Publish Streaming Data into AWS S3 Datalake and Query it

Balu Vyamajala

Balu Vyamajala

- Principal Software Engineer

Our goal is to highlight the ability to consume streaming data from AWS Kinesis, build a Datalake in S3 and run SQL queries from Athena.

 

The objective is to not only show our architecture but provide actual cloudformation to create an entire datalake in matter of minutes.

DataLake Architecture Chart
DataLake Architecture

SourceCode:

If you understand the above architecture and want to jump right into actual code, here is a Link to Cloudformation template. Simply choose any stack name and create stack from the CloudFormation console or use AWS CLI. This will create all necessary resources including a test Lambda function to publish events to Kinesis. Run the test lambda from console using this sample JSON and observe the events in S3 buckets (in 60 seconds) and query from Athena.

Overview:

  • Running Test Lambda will publish events into Kinesis.
  • Firehose consumes Kinesis events, backs up the source event into a raw event bucket(30 day retention), converts it to parquet format based on Glue schema and determines the partition based on current time and writes to final S3 bucket, our datalake.
  • Glue Table holds all the partition information for S3 data.
  • Glue Crawler Job runs every 30 minutes, looks for any new documents in S3 bucket and create/updates/deletes partition metadata.
  • Run sql queries in Athena which uses Glue Table partition metadata to efficiently query S3.

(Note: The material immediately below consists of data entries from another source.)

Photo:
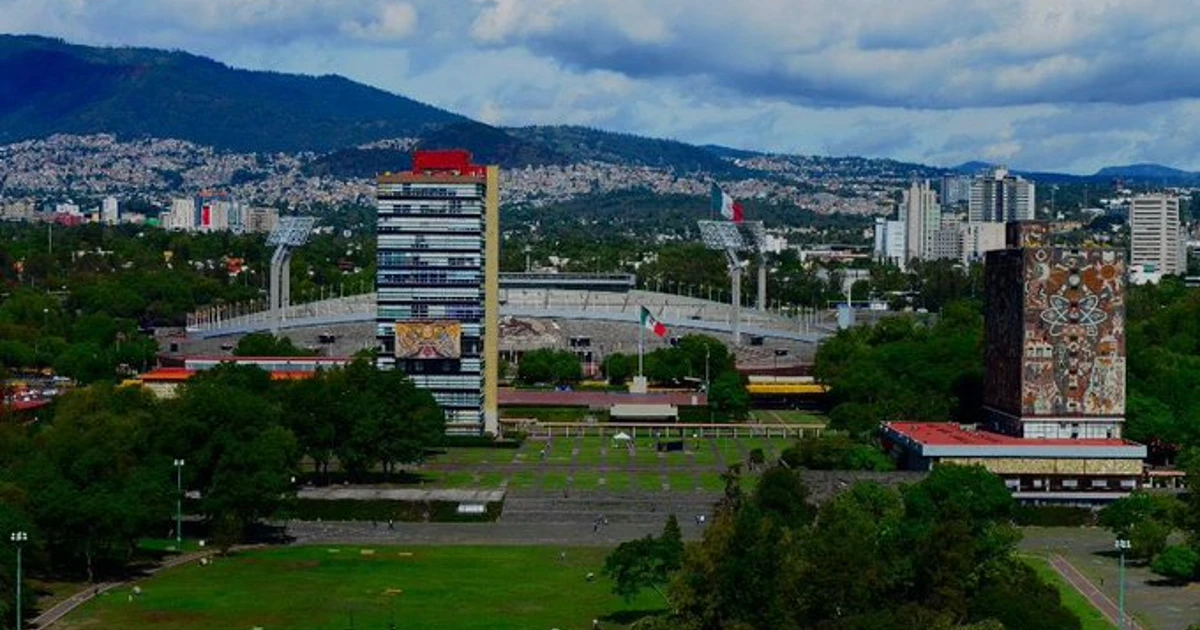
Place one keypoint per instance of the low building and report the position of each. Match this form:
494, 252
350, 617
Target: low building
1080, 472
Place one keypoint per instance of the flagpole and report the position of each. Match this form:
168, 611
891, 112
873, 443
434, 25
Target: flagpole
641, 347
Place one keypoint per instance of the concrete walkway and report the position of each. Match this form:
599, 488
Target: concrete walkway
64, 607
1096, 597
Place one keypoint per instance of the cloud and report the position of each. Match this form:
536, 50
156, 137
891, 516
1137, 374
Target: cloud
1044, 84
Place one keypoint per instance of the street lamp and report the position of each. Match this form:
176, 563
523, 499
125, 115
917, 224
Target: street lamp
1122, 545
17, 539
179, 504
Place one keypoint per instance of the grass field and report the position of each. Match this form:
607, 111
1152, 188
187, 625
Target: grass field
787, 417
1087, 615
311, 588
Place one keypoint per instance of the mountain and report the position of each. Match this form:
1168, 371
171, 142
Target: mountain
586, 143
49, 87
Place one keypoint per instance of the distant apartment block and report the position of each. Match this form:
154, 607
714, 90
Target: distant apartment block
999, 196
109, 211
922, 216
214, 211
955, 191
1157, 243
889, 241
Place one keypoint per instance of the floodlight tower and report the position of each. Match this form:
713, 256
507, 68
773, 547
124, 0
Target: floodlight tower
292, 232
725, 237
759, 239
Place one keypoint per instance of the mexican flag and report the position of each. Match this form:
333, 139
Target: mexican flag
725, 204
652, 324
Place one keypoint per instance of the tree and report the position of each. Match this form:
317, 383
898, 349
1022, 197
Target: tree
549, 365
1176, 563
783, 495
729, 395
646, 562
1149, 539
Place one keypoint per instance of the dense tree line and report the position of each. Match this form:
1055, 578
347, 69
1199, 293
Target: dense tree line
100, 473
905, 369
939, 555
693, 359
84, 307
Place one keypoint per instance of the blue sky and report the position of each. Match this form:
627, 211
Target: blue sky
1041, 84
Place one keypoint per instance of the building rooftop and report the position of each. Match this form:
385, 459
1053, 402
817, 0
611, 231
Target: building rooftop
949, 439
951, 433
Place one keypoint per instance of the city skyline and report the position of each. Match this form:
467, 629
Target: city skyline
1037, 85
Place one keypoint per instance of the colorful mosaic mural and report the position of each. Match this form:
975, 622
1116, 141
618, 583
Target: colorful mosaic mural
1074, 355
1055, 327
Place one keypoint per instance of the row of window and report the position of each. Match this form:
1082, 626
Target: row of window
394, 259
403, 295
466, 243
425, 190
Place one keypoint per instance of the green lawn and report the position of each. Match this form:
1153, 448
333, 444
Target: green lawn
787, 417
1091, 618
311, 588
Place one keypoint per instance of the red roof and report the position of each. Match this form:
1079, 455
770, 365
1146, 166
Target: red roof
168, 375
953, 435
27, 406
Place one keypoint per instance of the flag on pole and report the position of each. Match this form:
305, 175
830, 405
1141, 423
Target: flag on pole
652, 324
730, 209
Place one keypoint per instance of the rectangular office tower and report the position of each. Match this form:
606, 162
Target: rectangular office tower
1055, 351
438, 283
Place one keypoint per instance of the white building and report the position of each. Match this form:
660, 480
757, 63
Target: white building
978, 239
922, 216
181, 215
999, 196
109, 211
1157, 243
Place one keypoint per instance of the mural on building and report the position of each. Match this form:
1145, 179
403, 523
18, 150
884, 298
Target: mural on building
1074, 333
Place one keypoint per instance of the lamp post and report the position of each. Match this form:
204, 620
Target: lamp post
1122, 545
18, 538
179, 504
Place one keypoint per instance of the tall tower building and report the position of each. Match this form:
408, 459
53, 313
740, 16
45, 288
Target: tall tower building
999, 196
1155, 234
922, 216
109, 211
1055, 353
438, 283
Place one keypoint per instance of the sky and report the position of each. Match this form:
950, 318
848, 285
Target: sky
1067, 85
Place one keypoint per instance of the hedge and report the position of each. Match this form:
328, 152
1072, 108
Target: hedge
1054, 516
381, 511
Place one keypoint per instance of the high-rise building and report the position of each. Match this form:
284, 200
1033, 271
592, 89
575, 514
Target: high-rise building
978, 239
438, 283
999, 196
947, 240
109, 211
889, 241
1054, 384
922, 216
1055, 353
1157, 243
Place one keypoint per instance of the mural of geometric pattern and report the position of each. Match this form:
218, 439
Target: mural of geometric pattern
1073, 354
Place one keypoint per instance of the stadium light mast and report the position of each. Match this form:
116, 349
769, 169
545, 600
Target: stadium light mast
18, 539
291, 233
759, 240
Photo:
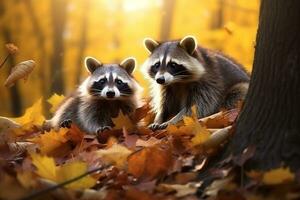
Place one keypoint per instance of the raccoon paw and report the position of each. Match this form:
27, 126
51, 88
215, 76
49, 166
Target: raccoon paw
156, 126
103, 128
66, 123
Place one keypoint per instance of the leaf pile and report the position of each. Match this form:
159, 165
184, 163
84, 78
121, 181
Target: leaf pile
131, 161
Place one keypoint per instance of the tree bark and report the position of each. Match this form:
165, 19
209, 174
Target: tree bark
167, 17
270, 117
41, 45
14, 92
83, 40
58, 9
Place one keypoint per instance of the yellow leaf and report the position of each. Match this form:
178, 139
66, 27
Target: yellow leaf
46, 168
73, 170
55, 100
278, 176
123, 121
116, 155
51, 140
26, 179
32, 116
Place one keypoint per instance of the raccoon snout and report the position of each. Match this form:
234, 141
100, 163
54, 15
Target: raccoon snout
160, 80
110, 94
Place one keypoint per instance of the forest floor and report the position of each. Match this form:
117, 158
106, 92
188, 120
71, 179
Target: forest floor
131, 161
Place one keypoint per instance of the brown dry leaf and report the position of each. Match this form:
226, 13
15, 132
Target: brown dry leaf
50, 141
123, 121
46, 168
11, 48
21, 70
278, 176
147, 143
55, 100
217, 138
140, 113
150, 163
117, 155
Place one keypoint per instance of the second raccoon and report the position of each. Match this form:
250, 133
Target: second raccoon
184, 74
109, 89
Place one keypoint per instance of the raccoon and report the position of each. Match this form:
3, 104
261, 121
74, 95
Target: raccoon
109, 89
183, 74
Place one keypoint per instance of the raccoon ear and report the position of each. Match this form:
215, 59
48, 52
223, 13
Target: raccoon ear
150, 44
91, 64
129, 64
189, 43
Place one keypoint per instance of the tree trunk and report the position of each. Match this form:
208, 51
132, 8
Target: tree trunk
58, 9
14, 92
218, 21
83, 40
270, 117
41, 46
166, 24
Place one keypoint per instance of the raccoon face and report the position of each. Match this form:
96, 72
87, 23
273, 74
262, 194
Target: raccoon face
172, 61
110, 81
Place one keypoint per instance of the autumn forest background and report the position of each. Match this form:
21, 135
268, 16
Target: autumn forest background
58, 34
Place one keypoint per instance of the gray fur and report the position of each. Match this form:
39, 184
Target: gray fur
93, 113
212, 81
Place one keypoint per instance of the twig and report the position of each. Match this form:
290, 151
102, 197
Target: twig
4, 60
49, 189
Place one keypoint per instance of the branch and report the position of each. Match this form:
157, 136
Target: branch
49, 189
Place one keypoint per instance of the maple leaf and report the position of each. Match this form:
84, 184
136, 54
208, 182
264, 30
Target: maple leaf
51, 140
117, 154
150, 162
278, 176
32, 116
181, 190
46, 168
55, 100
123, 121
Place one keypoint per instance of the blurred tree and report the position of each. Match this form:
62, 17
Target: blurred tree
167, 18
269, 119
14, 92
58, 15
218, 20
83, 39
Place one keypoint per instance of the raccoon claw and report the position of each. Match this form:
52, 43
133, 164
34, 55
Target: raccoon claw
103, 128
156, 126
66, 123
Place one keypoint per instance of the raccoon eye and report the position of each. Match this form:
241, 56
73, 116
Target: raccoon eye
119, 82
173, 65
102, 81
156, 65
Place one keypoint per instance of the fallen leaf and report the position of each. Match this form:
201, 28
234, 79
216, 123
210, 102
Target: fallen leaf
123, 121
21, 70
182, 190
32, 116
46, 168
147, 143
51, 140
278, 176
117, 155
55, 101
11, 48
150, 163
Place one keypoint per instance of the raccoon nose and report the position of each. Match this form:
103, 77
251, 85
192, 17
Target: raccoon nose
110, 94
161, 80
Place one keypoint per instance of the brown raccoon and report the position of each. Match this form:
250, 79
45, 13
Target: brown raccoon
109, 89
183, 74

Now lets go step by step and understand each resource in CF. Click on the heading will lead to actual resource in CloudFormation.

Data Storage:

Resources related to storing data in S3:

Bucket KMS Key

  • KMS Key to encrypt data written to buckets
  • Allow Firehose to use this key

Actual S3 Bucket

  • S3 bucket, our actual data lake.
  • Data stored in bucket is encrypted with KMS key

Raw S3 bucket

  • S3 bucket to store raw JSON event
  • Documents will be deleted after 30 days.

Streaming:

Kinesis Stream

  • Kinesis stream with 1 shard (1 partition in Kafka language)
  • Data in Kinesis encrypted with KMS.

Publish to Kinesis Lambda

  • Test Lambda written in nodejs to publish events into Kinesis.
  • Any code less than 4096 characters can be embedded right into CloudFormation

Lambda Execution Role:

All necessary policies for lambda function have been set here.

Kinesis Kms Key

  • Key needed to encrypt data written kinesis data.
  • key policy includes access to use for Lambda Role.

Stream Delivery:

DeliveryRole

  • Role used by firehose needs several access polices.
  • Some of them include access to Glue table, upload to S3 buckets, to be able to read streams, decrypt with KMS keys, etc.

Firehose

  • Documents are partitioned when writing to S3. We can then give partition range in where conditions in Athena queries to avoid full bucket scan and save a lot of money and time.

  • If any exceptions during conversions, firehouse will delivery these errors into separate partition(ErrorOutputPrefix)
  • Buffering data every 60 seconds or 64Mb. Smaller than 64Mb is not recommended for parquet files(or that’s the minimum)
  • Source events are backed up as is into a raw bucket in JSON and converted events are sent to actual bucket in parquet.
  • Uses Glue Table Schema during conversion. If conversion errors, lets say timestamp is not in right format, events will be sent to exception S3 partition.

Glue Database:

Database to hold Glue Table.

Glue Table

  • Format of the table ‘parquet’ is specified.
  • Schema of the table is specified.
  • Table creation is not mandatory. Crawler job will create the table automatically if table doesn’t exist, but crawler was inferring schema of some of the attributes like timestamp as strings. Because of this,  Glue Table was created with our schema.

Crawler Role:

Role used by crawler job which needs access to read S3 bucket and use KMS key to decrypt s3 data.

Crawler Job

  • Crawler job utilized behind the scenes and executes a simple spark code to crawl through our S3 bucket and updates the Glue Table partition metadata.
  • Scheduled to run every hour at 15 & 45.
  • Several configurations in aws documentation, I used what is suitable for our use case.

Once CloudFormation is executed, you should see all above resources created.

Run the Lambda from console with using this sample JSON event and you should see it S3 bucket in a minute.

Wait for Crawler job to run or manually run it from console.

Athena or Glue, we can see the actual schema of the table we have given in template along with partitions.

Select datasource and table and run queries from Athena!

I hope this is enough information to help you setup a simple datalake on S3 in no time.